Intel is open to making acquisitions with weakening markets making prices more palatable, and sees technology's key growth areas in healthcare and visual media, outgoing chairman Craig Barrett said on Friday.

Barrett, who steps down in May after 35 years at the company, thinks healthcare should follow the lead of financial services companies, offering access to medical records any time or place around the globe.

The market slowdown, which has been a pretty big hit on the stock market, has made acquisitions more affordable than less affordable to us, Barrett told a small group of reporters after a panel discussion at the Inter-American Development Bank annual meeting.

There is huge opportunity going forward in the area of health care. Health care is one of the industries which has really not embraced information technology to a large degree.

Visualization technology is a second high-growth arena, Barrett said. Movie studios developing richer graphics and full three-dimensional animations all require intense computer processing power, Intel's main business.

You see it in the case of Dreamworks where their animated films are going totally to 3D animations, he said.

These two areas were highlighted by Barrett in response to a question about future growth for the technology industry.
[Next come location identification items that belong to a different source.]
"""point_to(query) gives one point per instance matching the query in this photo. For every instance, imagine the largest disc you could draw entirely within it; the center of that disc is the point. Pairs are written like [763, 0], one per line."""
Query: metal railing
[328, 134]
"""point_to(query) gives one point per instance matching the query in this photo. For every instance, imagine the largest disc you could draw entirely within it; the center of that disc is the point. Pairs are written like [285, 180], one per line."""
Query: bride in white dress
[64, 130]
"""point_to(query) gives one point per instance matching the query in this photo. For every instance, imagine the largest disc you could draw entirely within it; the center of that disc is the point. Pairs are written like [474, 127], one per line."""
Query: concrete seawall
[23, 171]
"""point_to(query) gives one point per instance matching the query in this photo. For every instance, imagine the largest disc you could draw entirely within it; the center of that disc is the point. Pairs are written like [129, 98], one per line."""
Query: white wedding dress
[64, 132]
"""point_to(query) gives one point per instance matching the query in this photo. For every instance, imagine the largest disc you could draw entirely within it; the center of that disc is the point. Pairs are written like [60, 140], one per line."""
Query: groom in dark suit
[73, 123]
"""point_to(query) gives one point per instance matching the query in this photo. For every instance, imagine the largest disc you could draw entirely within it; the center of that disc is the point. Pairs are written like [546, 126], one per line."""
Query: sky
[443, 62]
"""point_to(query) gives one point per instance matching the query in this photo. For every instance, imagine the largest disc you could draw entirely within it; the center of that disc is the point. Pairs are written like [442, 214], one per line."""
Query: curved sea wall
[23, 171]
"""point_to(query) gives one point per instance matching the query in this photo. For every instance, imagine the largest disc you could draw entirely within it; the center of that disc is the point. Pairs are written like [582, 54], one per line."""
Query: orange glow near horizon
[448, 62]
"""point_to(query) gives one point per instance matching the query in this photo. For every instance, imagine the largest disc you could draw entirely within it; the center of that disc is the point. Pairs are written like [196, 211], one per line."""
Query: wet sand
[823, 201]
Barrett declined to be specific about any area or individual company Intel might pursue.

Intel, larger rival to Advanced Micro Devices in the business of making computer microprocessors, maintained more than $8.6 billion in cash and cash equivalents at the end of 2008, a hoard some say could bankroll acquisitions.

Barrett highlighted Intel's presence in digital medical devices and its promotion of high-speed wireless communications as areas outside of its traditional business, adding the company wants to integrate more into everyday life.

We are working with many of these CE (consumer electronic) companies to integrate the Internet into standard consumer electronic devices. These are the areas that we are looking at in addition to our more historic business, he said.

Intel's development of a low-cost computer chip, named ATOM, is at the center of this effort. However there is concern among investors that Intel is siphoning business from its more powerful and higher-priced chips.

If that chip has a good product margin and it enlarges the market, then doesn't it enlarge our opportunities going forward? Most of the netbooks or the very small more limited function computers are probably expanding the market rather than cannibalizing some of the other part of the industry, he said.